A couple of years ago, I participated in a workshop on academic data science at SICS in Stockholm. At that event, we discussed various trends in data science and machine learning and at the end of it, I participated in a discussion group, led by professor Niklas Lavesson from Blekinge Institute of Technology, where we talked about model interpretability and explanation. At the time, it felt like a fringe but interesting topic. Today, this topic seems to be all over the place. Here are some of the places I’ve seen it recently.

Blog posts and presentations

Interpretable Machine Learning: The fuss, the concrete and the questions (pdf link). This 125-page (!) presentation is from a tutorial given at ICML 2017 in Sydney the other day. It gives a useful overview of how to think about interpretability in machine learning.

Ideas on interpreting machine learning. This is a very thorough blog post from O’Reilly with a lot of good ideas. It also talks about related things such as dimensionality reduction which I would not call model explanation per se, but which are still good to know.

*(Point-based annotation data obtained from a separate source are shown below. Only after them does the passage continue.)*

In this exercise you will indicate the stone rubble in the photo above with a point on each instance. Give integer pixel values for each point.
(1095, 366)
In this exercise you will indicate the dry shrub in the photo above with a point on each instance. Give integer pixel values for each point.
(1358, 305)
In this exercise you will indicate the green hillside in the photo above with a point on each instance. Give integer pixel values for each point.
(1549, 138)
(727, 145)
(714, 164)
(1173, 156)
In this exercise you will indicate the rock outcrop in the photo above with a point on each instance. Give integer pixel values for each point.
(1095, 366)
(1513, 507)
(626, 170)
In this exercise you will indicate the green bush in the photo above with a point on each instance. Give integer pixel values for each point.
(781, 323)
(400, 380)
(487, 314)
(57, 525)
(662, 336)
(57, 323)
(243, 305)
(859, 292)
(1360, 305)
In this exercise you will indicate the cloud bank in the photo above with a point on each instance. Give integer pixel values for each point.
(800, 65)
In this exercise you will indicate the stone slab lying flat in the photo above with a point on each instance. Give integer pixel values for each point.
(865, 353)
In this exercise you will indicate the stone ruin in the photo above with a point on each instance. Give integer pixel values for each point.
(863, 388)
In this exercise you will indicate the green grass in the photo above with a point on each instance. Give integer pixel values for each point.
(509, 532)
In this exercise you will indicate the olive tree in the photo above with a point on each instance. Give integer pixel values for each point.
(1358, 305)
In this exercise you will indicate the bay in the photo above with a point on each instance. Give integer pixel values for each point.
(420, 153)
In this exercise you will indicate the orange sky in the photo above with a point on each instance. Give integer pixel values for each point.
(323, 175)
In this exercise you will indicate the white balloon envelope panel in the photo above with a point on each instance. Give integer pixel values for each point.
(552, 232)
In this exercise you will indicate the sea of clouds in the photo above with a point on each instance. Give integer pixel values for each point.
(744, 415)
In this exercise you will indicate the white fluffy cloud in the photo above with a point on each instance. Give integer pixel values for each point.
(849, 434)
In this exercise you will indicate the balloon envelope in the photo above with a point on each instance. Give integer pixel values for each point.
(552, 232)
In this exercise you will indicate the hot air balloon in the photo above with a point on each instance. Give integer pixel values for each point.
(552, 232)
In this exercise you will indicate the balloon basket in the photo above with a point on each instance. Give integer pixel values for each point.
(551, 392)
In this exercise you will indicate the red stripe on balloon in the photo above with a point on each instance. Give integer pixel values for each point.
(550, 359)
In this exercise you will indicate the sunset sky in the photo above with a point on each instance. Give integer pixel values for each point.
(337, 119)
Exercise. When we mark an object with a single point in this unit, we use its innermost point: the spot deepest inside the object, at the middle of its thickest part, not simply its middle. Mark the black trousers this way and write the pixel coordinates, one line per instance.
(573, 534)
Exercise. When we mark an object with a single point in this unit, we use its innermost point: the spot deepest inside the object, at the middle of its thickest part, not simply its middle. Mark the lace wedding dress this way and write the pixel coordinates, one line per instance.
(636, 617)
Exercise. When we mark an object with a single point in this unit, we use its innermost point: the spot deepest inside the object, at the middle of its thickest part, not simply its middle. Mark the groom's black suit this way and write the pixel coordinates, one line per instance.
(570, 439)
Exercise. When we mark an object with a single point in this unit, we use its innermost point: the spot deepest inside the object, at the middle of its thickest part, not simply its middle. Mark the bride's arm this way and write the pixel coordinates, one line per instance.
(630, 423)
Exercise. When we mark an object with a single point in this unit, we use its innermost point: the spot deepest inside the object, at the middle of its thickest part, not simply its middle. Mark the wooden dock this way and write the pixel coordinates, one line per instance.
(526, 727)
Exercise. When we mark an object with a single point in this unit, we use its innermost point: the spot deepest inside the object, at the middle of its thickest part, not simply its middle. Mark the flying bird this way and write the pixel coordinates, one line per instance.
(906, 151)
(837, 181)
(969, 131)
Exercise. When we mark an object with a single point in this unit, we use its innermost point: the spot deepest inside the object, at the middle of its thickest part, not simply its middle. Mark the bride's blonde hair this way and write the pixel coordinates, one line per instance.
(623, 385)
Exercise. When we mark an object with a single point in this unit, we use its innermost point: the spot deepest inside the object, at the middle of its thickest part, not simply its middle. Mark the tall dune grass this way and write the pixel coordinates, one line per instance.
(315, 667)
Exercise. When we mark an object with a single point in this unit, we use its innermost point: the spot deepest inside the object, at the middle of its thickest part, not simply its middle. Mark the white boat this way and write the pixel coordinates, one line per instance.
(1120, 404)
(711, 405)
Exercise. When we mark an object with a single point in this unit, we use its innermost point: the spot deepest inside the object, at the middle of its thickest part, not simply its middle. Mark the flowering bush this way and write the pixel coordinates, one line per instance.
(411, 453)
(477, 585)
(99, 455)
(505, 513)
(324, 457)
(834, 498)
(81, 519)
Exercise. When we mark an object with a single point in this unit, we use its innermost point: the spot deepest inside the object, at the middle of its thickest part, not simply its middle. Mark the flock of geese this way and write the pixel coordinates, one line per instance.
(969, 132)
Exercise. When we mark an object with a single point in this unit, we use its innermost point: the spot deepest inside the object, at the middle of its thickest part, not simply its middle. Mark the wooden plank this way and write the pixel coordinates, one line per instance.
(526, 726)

Fast Forward Labs have announced a new report on interpretable machine learning. (I have not read the actual report.)

Papers with software

Understanding Black-box Predictions via Influence Functions. The paper of this name (associated code here) won a best-paper award at ICML 2017 (again showing how hot this topic is!). The authors use something called an influence function to quantify, roughly speaking, how much a perturbation of a single example in the training data set affects the resulting model. In this way, they can identify the training data points most responsible for a given prediction. One might say that they have figured out a way to differentiate a predictive model with respect to data points in the training set.

LIME, Local Interpretable Model-agnostic Explanations. (arXiv link, code on Github) This has been around for more than a year and can thus be called “established” in the rapidly changing world of machine learning. I have tried it myself for a consulting gig and found it useful for understanding why a certain prediction was made. The main implementation is in Python but there is also a good R port (which is what I used when I tried it.) LIME essentially builds a simplified local model around the data point you are interested in. It does this by perturbing real training data points, obtaining the predicted label for those perturbed points, and fitting a sparse linear model to those points and labels. (As far as I have understood, that is!)

I’m sure I have missed a lot of interesting work.

If anyone is interested, I might write another blog post illustrating how LIME can be used to understand why a certain prediction was made on a public dataset. I might even try to explain the influence function paper if I get the time to try it and digest the math.